The only mains I have tried here is the beef cheek with Marsala wine.  I do like the use of Marsala wine in dishes and almost always order anything which uses it.  This dish is very tasty and while just a tad salty, was perfect if you used the bread to lap it all up.  The beef cheeks were also very tender but had enough animal muskiness to blend perfectly well with the Marsala, which can mask everything else if the chef isn't careful enough.  A thoroughly heartily enjoyable course for the lazy carnivore in all of us.

Finally but not by any means marginalised to a corner, the dessert selection had a little something for everyone.  

Warm apple tart with Vanilla ice cream
Most people loved the apple tart with vanilla ice cream.  The flaky puff pastry is both aromatic and light from the butter.  Used to house a compote of slightly tart apples, the acidity takes away any cloy from the well cooked apples.  The combination of vanilla ice cream and salted caramel gives this traditional dessert a lift that is suitably sweet and delectable.
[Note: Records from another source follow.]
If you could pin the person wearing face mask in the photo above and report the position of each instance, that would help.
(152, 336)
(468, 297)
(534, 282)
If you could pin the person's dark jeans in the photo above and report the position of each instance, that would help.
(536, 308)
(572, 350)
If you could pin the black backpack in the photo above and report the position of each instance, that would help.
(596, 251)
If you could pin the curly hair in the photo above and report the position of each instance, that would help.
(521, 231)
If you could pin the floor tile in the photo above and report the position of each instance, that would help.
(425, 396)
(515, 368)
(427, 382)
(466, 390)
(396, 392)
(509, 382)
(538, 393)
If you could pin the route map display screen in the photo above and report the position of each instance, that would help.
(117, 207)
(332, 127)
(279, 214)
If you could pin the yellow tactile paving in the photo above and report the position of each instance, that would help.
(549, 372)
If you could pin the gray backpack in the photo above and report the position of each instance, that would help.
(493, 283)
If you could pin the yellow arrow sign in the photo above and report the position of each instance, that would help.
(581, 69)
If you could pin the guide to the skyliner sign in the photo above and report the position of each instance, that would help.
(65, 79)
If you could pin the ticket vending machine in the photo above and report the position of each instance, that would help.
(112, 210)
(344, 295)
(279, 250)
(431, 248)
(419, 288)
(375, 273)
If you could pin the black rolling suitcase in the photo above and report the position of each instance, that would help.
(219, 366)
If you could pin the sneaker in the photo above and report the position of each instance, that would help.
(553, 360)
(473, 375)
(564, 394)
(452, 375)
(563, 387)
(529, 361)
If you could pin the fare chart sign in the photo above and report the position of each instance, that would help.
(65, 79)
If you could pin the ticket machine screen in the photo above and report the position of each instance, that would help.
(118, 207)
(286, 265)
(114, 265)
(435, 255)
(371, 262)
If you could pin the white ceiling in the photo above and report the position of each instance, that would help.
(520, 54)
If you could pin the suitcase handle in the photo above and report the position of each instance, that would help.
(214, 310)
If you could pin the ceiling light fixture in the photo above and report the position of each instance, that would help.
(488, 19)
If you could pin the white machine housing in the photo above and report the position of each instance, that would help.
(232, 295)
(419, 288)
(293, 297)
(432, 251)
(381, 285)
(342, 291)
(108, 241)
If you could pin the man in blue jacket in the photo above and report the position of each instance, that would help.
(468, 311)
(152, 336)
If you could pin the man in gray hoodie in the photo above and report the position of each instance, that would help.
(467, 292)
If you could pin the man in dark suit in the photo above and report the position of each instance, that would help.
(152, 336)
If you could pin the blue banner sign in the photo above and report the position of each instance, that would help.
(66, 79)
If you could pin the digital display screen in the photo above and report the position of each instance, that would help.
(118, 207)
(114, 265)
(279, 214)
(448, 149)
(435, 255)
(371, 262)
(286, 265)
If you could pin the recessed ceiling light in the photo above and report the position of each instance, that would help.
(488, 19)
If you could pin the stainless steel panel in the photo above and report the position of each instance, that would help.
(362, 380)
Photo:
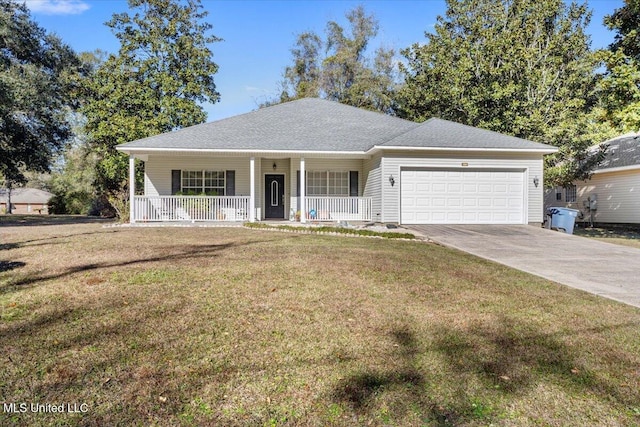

Warm chocolate pudding and vanilla ice cream 
Chocolate pudding has become 2nd choice for me on a dessert menu but I'm glad we ordered it on the 2nd visit.  It was a very moist pudding and dense but not heavy.  The chocolate used was also of a good enough quality so you're not just appreciating texture but also savouring the quality of the cocoa.


The Tiramisu was ironically my least favourite, this being an Italian restaurant.  I like the traditional version which is soaked in espresso.  But Bruno's version will work for those who like alcohol-laced desserts.  Heavily soaked in rum, there's a lot of heat and kick with this, especially when combined with the Mascarpone cream and cocoa dust.  It's good but just not my cup of tea.  

Bruno's is enjoyable for its surburban casualness but more important, for the quality of the unpretentious food it offers.  It is enjoyable for the friendly albeit young service.   It is earnest in its feel but matured in its delivery.  I hope that it is the beginning of better things to come in the Tanjong Katong area.  The transformation has just started.